Plannen voor de komende tien jaar
De komende tien jaar ziet Haak drie speerpunten in haar onderzoek: “Ouders stellen me altijd de vraag: waarom is ons dit overkomen? Door de koppeling van de Biobank met genetisch materiaal aan de PreCor-database hoop ik hier antwoorden op te vinden.
Ook is er een veelbelovend medicijn dat wellicht hartblock kan voorkomen, dat is een aandoening waarbij het geleidingssysteem van het hart van de baby beschadigd raakt door een reumatische aandoening van de moeder. De internationale trial met dit medicijn zal ongekend groot worden, waarbij ik graag de Nederlandse deelname zou willen coördineren.

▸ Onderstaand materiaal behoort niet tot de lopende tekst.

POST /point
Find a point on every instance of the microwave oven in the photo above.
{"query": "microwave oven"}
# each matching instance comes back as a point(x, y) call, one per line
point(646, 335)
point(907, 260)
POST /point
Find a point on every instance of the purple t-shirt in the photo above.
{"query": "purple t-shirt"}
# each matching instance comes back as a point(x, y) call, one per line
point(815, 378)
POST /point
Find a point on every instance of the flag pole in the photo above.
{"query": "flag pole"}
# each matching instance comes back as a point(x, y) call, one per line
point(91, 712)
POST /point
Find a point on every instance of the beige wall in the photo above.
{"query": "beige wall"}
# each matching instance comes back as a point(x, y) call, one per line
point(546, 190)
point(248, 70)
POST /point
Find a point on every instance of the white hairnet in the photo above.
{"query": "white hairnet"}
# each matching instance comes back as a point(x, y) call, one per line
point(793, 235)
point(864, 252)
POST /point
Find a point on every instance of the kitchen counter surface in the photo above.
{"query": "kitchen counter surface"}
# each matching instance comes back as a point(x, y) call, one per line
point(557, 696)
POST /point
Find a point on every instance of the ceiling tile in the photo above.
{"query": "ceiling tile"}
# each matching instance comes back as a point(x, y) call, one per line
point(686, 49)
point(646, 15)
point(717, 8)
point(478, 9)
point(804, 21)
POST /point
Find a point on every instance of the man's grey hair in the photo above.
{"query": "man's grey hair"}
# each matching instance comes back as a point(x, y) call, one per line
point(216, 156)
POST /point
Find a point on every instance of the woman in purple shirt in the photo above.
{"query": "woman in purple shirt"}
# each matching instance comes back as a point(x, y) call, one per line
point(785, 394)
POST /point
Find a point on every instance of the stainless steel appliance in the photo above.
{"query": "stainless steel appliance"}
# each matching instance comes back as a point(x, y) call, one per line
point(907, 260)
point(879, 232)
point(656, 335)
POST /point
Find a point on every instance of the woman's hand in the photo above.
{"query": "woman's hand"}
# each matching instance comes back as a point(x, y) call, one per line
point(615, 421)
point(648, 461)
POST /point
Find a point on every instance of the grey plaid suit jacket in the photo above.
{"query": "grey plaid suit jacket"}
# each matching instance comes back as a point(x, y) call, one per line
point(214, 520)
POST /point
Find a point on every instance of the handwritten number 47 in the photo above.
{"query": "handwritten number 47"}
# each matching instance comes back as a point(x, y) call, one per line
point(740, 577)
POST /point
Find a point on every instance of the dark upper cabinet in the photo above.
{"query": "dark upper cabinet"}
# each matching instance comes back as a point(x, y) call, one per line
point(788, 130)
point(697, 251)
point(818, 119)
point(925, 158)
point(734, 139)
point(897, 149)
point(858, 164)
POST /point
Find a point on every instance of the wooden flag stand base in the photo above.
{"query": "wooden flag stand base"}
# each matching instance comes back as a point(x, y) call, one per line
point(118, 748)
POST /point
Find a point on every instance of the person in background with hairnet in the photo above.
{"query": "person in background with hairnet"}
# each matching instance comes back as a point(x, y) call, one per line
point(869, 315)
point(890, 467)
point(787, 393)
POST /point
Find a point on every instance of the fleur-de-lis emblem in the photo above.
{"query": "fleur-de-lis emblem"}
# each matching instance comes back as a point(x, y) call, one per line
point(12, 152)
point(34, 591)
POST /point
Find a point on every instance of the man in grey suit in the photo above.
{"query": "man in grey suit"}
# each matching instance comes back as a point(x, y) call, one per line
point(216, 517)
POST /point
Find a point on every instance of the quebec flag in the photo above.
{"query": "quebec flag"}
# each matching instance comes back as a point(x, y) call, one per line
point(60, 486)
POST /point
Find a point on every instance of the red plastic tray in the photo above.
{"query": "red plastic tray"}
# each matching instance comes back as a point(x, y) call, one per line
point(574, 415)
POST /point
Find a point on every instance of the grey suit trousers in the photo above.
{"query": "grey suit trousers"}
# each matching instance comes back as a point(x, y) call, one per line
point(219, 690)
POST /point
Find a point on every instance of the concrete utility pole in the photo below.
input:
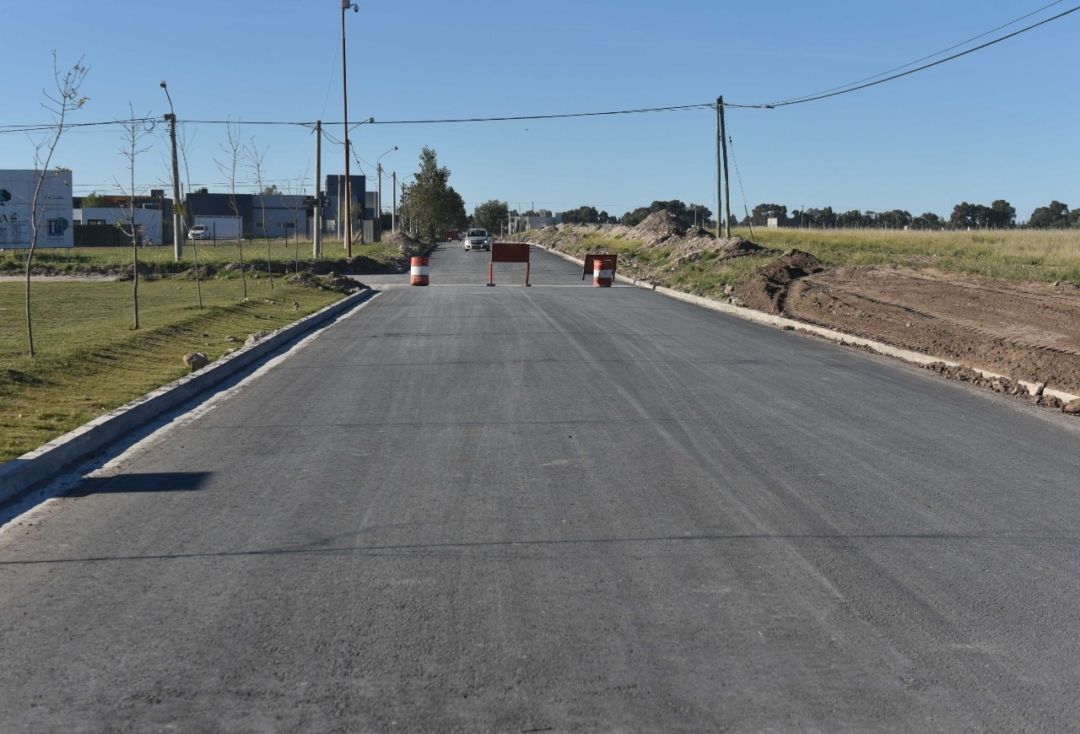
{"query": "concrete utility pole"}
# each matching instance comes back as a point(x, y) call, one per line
point(316, 235)
point(378, 215)
point(345, 97)
point(727, 179)
point(177, 227)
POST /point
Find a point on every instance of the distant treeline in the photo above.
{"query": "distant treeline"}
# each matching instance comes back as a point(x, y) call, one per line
point(999, 215)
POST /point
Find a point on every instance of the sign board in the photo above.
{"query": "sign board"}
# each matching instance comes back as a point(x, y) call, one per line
point(54, 208)
point(510, 252)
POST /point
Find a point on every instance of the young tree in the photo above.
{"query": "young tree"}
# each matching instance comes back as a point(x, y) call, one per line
point(188, 216)
point(255, 158)
point(490, 215)
point(134, 132)
point(232, 149)
point(430, 204)
point(58, 105)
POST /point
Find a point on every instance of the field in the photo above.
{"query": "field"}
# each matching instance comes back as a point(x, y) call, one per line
point(1004, 301)
point(89, 357)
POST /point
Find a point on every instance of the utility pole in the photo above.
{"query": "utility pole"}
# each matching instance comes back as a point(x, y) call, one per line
point(727, 188)
point(719, 181)
point(345, 98)
point(316, 235)
point(177, 228)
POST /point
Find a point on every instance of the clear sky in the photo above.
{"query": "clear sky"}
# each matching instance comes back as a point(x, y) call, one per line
point(1002, 123)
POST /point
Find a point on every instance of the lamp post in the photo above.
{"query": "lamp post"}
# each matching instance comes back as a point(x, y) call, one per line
point(345, 98)
point(378, 196)
point(177, 233)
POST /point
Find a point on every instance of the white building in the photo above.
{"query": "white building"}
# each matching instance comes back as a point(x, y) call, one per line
point(147, 221)
point(54, 208)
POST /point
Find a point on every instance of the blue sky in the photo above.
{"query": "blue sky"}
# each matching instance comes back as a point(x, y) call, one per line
point(1001, 123)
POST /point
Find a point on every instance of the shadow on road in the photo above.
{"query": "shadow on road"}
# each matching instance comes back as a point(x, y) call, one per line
point(136, 484)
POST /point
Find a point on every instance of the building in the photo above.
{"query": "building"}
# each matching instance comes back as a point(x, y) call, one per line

Tot slot werk ik hoe dan ook verder aan het koppelen van echobevindingen aan de toekomst van een kind en aan de totaalpuzzel van factoren die een rol spelen bij de ontwikkeling van foetussen met aangeboren hartafwijkingen. Daarvoor is het essentieel dat onderzoek naar zeldzame ziektes de wetenschappelijke waardering krijgt die het verdient.”